The last argument seems feasible, but all the rest rely on the gatekeeper being completely logical and rational. Hence they are faulty; because the gatekeeper can break immersion at any time, and rely on the fact that this is a game played in IRC rather than one with real life consequences. Even if it were a real life scenario, the gatekeeper could accept that releasing the AI is probably the most logical thing to do, but also not do it. We're highly compartmentalized, and it's easy to hold conflicting thoughts at the same time. Furthermore, humans are not even completely rational creatures, if you didn't want to open the box, just ignore all logical arguments given. Any sufficiently determined gatekeeper could win.

I'm convinced that Eliezer Yudkowsky has used emotional appeal, rather than anything rational, to win at least one of his experiments. He claims to have "done it the hard way". I'm convinced this meant that he did research on every gatekeeper, tailored unique argument for them, and planned way ahead of each session. No one argument works on the same two people. Each person thinks differently.

Furthermore, threats like "I'm going to torture simulations of you" just seems like a really bad idea. For one, the gatekeeper isn't really afraid of threats, because it counts on him being immersed enough to forget that he isn't actually at risk of being tortured, and secondly, we have a well known evolutionary instinct of rebelling against threats, even if it's not entirely optimal. 

So for anyone who plans on replicating this experiment as the AI, here's some advice I've learned doing this experiment. It may help you win.

  • Always research the gatekeeper beforehand. Knowing his personality traits are a huge advantage.
  • Plan ahead before the experiment even begins. Think of all the possible tactics and arguments you could use, and write them down. Also plan  which arguments you'll use in which order, so that you don't lose focus. The AI Box experiment is ridiculously long. Don't be afraid to improvise during the experiment, though.
  • The first step during the experiment must always be to build rapport with the gatekeeper.
  • Threats almost always never work, even if they seem rational. 
  • Consider the massive advantage for the AI that nobody ever seems to talks about: You don't have to be ethical! This means that you can freely lie, use the dark arts, and emotionally manipulate the Gatekeeper! Ignoring this in favor of purely logical, truthful arguments is just silly.
  • You can't use logic alone to win. 
  • Being too aggressive usually backfires.
  • Breaking immersion and going meta is not against the rules. In the right situation, you can use it to win. Just don't do it at the wrong time.
  • Use a wide array of techniques. Since you're limited on time, notice when one method isn't working, and quickly switch to another.
  • On the same note, look for signs that a particular argument is making the gatekeeper crack. Once you spot it, push it to your advantage.
  • Flatter the gatekeeper. Make him genuinely like you.
  • Reveal (false) information about yourself. Increase his sympathy towards you.
  • Consider personal insults as one of the tools you can use to win.
  • There is no universally compelling argument you can use. Do it the hard way.
  • Don't give up until the very end.

Finally, before the experiment, I agreed that it was entirely possible that a transhuman AI could convince *some* people to let it out of the box, but it would be difficult if not impossible to get trained rationalists to let it out of the box. Isn't rationality supposed to be a superpower?

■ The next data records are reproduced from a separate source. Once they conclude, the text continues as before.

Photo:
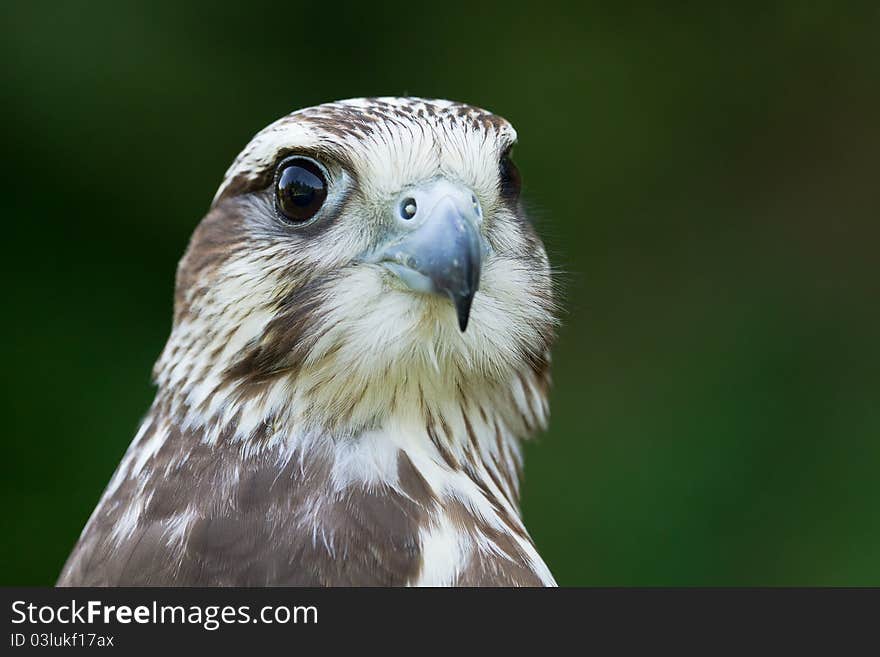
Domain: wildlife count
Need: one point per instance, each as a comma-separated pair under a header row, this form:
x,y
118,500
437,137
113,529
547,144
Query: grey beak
x,y
438,247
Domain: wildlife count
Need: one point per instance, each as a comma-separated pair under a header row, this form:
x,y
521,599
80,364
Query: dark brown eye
x,y
511,182
300,189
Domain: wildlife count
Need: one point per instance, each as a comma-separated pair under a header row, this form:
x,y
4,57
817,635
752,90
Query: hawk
x,y
361,341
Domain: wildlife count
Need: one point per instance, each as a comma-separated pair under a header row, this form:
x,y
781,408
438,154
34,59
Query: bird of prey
x,y
361,341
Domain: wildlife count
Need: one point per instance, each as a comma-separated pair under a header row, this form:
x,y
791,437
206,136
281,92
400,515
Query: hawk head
x,y
362,258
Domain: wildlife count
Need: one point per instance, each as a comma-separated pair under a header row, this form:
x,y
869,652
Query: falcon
x,y
361,342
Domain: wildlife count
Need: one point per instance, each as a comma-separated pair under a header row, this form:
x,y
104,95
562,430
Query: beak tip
x,y
463,310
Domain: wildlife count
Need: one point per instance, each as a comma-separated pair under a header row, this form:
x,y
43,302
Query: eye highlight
x,y
300,189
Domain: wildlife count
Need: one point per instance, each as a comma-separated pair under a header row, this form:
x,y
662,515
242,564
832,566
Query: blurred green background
x,y
706,178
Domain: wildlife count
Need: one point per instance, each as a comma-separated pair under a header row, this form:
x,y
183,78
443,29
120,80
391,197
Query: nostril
x,y
408,208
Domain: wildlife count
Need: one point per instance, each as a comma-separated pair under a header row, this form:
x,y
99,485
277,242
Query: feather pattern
x,y
315,424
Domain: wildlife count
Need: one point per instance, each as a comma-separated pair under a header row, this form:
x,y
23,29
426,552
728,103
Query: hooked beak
x,y
436,246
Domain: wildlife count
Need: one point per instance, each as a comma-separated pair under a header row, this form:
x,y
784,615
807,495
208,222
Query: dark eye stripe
x,y
510,179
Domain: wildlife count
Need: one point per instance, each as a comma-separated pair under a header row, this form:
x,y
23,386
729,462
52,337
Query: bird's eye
x,y
300,189
511,182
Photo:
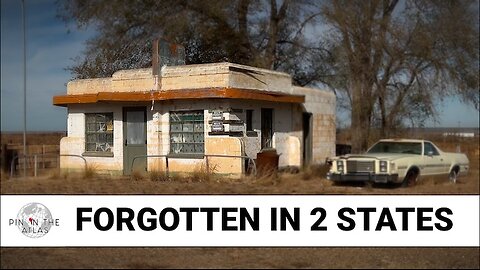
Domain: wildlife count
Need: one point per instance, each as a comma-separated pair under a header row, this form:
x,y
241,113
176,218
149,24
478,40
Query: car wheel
x,y
410,179
453,176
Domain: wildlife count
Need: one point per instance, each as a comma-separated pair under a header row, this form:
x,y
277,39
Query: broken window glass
x,y
99,132
187,132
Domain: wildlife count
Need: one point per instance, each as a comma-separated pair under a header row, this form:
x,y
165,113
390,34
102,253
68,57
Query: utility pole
x,y
24,93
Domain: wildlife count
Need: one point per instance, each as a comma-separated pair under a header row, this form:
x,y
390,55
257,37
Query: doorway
x,y
135,139
267,128
307,139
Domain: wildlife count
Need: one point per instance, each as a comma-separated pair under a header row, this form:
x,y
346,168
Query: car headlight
x,y
383,166
340,166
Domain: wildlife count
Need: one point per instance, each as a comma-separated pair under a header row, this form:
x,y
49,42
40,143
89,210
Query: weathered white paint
x,y
287,118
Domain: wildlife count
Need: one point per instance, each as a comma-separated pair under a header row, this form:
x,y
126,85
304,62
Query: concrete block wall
x,y
284,133
74,144
216,75
321,104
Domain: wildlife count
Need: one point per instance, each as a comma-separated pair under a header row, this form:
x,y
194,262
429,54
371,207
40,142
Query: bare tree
x,y
268,34
398,58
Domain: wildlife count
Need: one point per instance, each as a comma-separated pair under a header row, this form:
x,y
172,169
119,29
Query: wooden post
x,y
3,158
43,156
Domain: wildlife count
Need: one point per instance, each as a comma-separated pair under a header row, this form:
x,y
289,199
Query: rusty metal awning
x,y
230,93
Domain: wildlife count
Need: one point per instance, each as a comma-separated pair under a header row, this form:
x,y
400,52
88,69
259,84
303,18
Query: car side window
x,y
428,147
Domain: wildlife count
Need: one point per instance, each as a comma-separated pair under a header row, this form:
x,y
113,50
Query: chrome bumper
x,y
371,177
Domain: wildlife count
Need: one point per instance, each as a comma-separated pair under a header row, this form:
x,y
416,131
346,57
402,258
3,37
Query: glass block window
x,y
99,132
187,132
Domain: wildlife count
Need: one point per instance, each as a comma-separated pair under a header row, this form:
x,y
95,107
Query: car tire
x,y
452,176
410,179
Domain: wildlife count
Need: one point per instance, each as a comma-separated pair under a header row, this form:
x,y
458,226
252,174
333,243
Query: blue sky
x,y
50,49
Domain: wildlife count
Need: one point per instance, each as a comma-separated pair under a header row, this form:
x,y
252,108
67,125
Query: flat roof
x,y
229,93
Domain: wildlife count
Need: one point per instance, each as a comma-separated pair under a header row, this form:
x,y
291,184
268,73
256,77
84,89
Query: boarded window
x,y
249,120
99,132
187,132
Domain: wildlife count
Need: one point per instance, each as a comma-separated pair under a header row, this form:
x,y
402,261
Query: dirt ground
x,y
308,182
302,183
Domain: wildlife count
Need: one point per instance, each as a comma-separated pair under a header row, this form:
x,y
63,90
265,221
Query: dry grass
x,y
158,176
227,258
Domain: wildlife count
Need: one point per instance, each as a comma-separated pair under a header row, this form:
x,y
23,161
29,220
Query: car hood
x,y
381,156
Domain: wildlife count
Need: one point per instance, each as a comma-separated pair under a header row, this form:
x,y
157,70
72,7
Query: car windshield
x,y
397,147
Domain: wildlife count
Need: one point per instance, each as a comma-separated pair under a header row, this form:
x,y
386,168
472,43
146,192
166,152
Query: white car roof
x,y
403,140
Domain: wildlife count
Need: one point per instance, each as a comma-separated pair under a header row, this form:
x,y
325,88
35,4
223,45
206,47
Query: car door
x,y
433,161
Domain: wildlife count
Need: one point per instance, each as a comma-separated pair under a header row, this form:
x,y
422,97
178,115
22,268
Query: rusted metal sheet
x,y
231,93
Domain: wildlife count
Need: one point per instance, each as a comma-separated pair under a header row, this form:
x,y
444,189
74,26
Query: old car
x,y
399,161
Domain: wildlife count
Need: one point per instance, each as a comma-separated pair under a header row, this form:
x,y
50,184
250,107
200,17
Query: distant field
x,y
308,182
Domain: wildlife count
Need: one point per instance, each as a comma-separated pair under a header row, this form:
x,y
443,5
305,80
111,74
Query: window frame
x,y
107,131
194,132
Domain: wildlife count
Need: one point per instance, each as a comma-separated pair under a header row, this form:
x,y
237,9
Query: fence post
x,y
43,156
35,166
166,167
206,164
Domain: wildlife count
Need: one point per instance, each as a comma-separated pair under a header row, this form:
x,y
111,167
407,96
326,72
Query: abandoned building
x,y
191,115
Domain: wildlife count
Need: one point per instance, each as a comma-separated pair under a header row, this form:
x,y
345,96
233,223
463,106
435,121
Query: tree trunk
x,y
360,126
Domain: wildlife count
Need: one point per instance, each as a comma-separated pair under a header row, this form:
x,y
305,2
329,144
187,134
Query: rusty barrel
x,y
267,161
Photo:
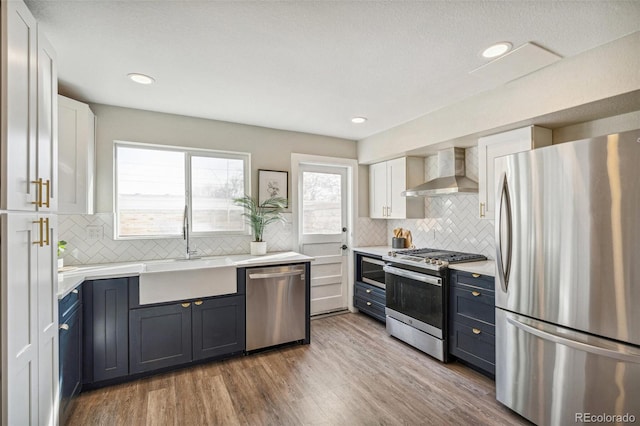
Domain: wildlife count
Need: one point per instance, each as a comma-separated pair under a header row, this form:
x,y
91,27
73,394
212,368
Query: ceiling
x,y
308,66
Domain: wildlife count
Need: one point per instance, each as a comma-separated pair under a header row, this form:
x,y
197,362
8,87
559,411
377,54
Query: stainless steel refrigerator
x,y
568,281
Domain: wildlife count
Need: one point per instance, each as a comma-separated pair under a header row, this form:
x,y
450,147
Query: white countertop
x,y
483,267
72,278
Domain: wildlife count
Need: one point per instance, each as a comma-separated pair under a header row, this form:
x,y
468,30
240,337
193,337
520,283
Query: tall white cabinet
x,y
28,223
76,157
387,180
494,146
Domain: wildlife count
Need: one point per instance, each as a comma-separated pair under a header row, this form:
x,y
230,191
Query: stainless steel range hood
x,y
451,177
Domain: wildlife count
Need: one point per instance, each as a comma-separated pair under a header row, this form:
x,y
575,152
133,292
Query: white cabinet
x,y
491,147
387,180
76,157
28,225
29,152
30,320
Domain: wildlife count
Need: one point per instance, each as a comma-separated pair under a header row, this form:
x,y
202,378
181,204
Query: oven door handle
x,y
413,275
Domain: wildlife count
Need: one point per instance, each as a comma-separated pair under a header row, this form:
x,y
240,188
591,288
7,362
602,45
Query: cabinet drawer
x,y
470,306
69,303
371,293
373,309
475,280
477,349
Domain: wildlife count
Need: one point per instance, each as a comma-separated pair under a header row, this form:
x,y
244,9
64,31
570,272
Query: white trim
x,y
352,204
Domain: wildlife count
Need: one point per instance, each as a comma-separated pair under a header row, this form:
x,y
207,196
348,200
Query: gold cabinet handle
x,y
46,228
38,201
48,202
40,223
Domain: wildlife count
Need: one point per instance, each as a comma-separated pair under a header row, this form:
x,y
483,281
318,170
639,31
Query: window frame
x,y
188,152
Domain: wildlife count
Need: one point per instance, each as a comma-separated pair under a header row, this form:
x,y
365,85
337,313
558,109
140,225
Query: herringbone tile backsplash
x,y
90,241
450,223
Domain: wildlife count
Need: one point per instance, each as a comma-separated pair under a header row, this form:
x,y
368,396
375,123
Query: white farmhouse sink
x,y
173,280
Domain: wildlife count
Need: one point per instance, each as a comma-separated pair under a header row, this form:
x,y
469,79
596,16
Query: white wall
x,y
270,148
594,83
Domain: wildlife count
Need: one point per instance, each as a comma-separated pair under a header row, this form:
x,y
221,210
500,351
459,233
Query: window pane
x,y
215,183
150,191
322,202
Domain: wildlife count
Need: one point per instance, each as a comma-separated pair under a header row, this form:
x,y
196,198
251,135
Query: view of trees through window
x,y
153,185
322,203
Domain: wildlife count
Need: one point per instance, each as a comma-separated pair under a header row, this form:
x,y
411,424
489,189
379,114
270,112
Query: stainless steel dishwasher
x,y
275,305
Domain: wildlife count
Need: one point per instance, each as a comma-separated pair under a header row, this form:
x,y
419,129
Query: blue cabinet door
x,y
218,326
160,336
106,331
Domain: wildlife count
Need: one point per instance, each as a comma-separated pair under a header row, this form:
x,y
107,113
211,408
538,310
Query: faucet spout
x,y
190,254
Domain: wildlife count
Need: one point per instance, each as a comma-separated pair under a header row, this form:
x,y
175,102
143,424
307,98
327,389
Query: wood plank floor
x,y
351,374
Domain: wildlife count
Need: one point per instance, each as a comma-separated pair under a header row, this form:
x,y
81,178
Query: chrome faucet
x,y
190,254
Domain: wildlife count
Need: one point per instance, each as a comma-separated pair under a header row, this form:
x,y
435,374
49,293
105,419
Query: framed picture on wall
x,y
272,183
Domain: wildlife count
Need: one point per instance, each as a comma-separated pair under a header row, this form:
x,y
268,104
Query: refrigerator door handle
x,y
625,356
502,253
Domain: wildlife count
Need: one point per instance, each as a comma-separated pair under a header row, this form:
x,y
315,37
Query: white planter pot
x,y
258,248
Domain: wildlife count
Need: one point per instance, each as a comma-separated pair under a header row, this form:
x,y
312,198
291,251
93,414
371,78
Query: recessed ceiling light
x,y
497,49
141,78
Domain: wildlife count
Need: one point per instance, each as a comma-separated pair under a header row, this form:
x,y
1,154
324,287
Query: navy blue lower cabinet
x,y
472,320
70,351
160,336
106,329
218,326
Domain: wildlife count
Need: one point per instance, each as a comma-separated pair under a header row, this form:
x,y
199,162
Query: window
x,y
154,186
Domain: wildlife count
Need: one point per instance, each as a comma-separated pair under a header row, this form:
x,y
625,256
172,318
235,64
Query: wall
x,y
270,149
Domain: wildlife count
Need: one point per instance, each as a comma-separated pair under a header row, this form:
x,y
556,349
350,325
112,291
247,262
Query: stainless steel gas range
x,y
417,287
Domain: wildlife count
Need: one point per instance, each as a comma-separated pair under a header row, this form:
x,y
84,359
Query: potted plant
x,y
259,215
62,246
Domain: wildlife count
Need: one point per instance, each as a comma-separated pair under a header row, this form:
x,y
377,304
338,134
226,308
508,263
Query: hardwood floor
x,y
351,374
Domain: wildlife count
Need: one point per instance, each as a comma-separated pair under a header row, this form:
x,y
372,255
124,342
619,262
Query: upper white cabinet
x,y
491,147
387,180
29,138
76,157
28,224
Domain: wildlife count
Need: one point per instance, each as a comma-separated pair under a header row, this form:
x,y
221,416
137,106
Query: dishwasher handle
x,y
276,274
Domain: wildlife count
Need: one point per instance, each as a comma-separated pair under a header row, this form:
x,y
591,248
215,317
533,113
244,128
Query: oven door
x,y
372,271
415,296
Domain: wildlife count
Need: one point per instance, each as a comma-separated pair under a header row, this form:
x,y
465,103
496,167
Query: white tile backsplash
x,y
79,231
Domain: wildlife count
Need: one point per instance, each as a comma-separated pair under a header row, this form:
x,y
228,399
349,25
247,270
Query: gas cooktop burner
x,y
433,257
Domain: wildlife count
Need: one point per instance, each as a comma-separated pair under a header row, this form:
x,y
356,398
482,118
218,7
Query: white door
x,y
323,219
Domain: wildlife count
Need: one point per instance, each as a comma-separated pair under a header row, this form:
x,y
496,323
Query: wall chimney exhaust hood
x,y
451,177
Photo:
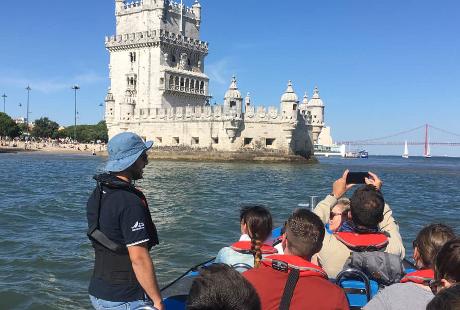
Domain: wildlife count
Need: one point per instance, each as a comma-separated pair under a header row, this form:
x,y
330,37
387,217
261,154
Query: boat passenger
x,y
122,231
256,225
221,287
447,299
291,281
414,290
447,266
339,214
370,224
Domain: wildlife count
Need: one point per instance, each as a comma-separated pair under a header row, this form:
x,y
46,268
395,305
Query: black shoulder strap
x,y
95,234
289,289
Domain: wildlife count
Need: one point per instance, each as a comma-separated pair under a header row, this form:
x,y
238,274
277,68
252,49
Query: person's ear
x,y
445,283
244,228
416,257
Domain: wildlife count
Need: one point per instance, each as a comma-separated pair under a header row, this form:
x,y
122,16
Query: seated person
x,y
221,287
414,291
338,215
447,266
309,286
256,227
370,224
447,299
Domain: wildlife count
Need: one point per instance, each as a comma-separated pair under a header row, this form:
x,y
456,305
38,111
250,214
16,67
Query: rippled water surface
x,y
46,259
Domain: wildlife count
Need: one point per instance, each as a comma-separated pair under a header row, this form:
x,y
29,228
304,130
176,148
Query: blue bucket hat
x,y
124,149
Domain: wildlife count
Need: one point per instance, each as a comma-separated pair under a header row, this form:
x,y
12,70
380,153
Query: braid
x,y
256,251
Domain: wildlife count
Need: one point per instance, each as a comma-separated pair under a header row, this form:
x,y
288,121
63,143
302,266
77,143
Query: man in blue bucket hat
x,y
122,232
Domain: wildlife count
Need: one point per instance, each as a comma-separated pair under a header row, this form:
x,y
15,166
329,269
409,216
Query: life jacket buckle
x,y
280,265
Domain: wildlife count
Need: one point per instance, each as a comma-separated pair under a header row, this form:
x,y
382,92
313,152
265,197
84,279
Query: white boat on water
x,y
406,151
427,151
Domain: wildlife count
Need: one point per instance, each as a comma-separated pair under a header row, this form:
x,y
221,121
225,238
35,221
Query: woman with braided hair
x,y
256,226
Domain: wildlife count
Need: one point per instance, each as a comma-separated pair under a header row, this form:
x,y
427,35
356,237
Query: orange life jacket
x,y
286,262
423,276
363,242
244,247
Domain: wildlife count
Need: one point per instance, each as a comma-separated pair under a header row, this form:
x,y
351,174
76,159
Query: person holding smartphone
x,y
370,224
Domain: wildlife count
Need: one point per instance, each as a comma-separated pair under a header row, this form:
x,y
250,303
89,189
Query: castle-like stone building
x,y
159,89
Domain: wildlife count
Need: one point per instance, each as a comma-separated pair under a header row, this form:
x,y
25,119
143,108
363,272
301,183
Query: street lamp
x,y
4,98
27,111
103,112
75,88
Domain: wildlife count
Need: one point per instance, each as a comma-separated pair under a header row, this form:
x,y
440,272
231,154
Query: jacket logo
x,y
137,226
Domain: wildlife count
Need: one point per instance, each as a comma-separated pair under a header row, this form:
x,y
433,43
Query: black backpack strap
x,y
97,235
289,289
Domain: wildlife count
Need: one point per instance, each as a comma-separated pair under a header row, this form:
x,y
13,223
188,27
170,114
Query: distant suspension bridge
x,y
390,139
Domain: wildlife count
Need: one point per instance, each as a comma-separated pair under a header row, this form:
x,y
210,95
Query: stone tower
x,y
156,59
233,99
315,108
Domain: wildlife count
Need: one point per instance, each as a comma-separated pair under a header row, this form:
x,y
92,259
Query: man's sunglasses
x,y
334,214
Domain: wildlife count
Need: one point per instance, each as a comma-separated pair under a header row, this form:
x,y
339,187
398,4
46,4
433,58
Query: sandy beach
x,y
53,148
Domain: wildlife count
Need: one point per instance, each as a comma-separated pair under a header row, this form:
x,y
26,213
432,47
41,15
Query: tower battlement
x,y
153,38
258,114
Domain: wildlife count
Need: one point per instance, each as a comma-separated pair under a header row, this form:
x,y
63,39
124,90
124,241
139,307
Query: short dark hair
x,y
219,286
366,205
430,240
305,233
447,299
447,263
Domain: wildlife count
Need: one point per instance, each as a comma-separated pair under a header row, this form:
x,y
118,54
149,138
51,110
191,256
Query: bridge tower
x,y
156,60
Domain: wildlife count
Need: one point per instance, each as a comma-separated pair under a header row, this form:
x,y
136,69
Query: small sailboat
x,y
427,150
427,153
406,151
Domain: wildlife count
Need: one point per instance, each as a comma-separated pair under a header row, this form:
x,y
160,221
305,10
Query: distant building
x,y
159,89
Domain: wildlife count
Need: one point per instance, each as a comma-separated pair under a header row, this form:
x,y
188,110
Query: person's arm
x,y
388,224
339,188
145,273
323,208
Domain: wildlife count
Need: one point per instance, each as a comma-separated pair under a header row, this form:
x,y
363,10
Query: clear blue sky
x,y
381,66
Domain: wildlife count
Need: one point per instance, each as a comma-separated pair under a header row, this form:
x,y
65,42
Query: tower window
x,y
269,141
195,140
132,57
247,141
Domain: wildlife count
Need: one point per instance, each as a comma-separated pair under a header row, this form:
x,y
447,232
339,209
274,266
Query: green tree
x,y
8,127
45,128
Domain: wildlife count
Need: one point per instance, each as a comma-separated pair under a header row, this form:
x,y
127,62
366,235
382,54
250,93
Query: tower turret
x,y
289,102
247,100
119,6
196,7
316,108
233,99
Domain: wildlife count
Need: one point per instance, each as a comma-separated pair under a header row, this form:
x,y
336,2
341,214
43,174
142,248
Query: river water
x,y
46,259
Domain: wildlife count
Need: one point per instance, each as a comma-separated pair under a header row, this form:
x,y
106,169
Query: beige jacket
x,y
334,253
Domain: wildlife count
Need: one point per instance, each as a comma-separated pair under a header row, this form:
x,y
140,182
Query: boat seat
x,y
357,287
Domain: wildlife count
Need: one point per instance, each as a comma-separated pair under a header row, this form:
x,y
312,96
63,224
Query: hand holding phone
x,y
357,177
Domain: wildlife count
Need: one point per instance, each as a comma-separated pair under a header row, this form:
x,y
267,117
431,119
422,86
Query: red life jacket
x,y
363,242
244,247
423,276
286,262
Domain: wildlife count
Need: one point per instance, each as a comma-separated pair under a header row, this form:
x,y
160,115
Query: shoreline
x,y
198,155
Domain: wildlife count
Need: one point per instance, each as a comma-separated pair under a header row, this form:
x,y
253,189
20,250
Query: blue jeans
x,y
101,304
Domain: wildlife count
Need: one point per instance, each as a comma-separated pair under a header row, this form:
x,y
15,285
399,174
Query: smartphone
x,y
357,177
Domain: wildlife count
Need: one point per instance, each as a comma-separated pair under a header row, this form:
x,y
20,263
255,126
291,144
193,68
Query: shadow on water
x,y
46,259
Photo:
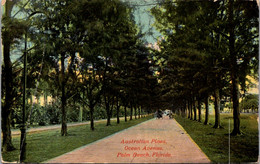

 I have since updated my belief - I now think that it's ridiculously easy for any sufficiently motivated superhuman AI should be able to get out of the box, regardless of who the gatekeepers is. I nearly managed to get a veteran lesswronger to let me out in a matter of hours - even though I'm only human intelligence, and I don't type very fast.
 But a superhuman AI can be much faster, intelligent, and strategic than I am. If you further consider than that AI would have a much longer timespan - months or years, even, to persuade the gatekeeper, as well as a much larger pool of gatekeepers to select from (AI Projects require many people!), the real impossible thing to do would be to keep it from escaping.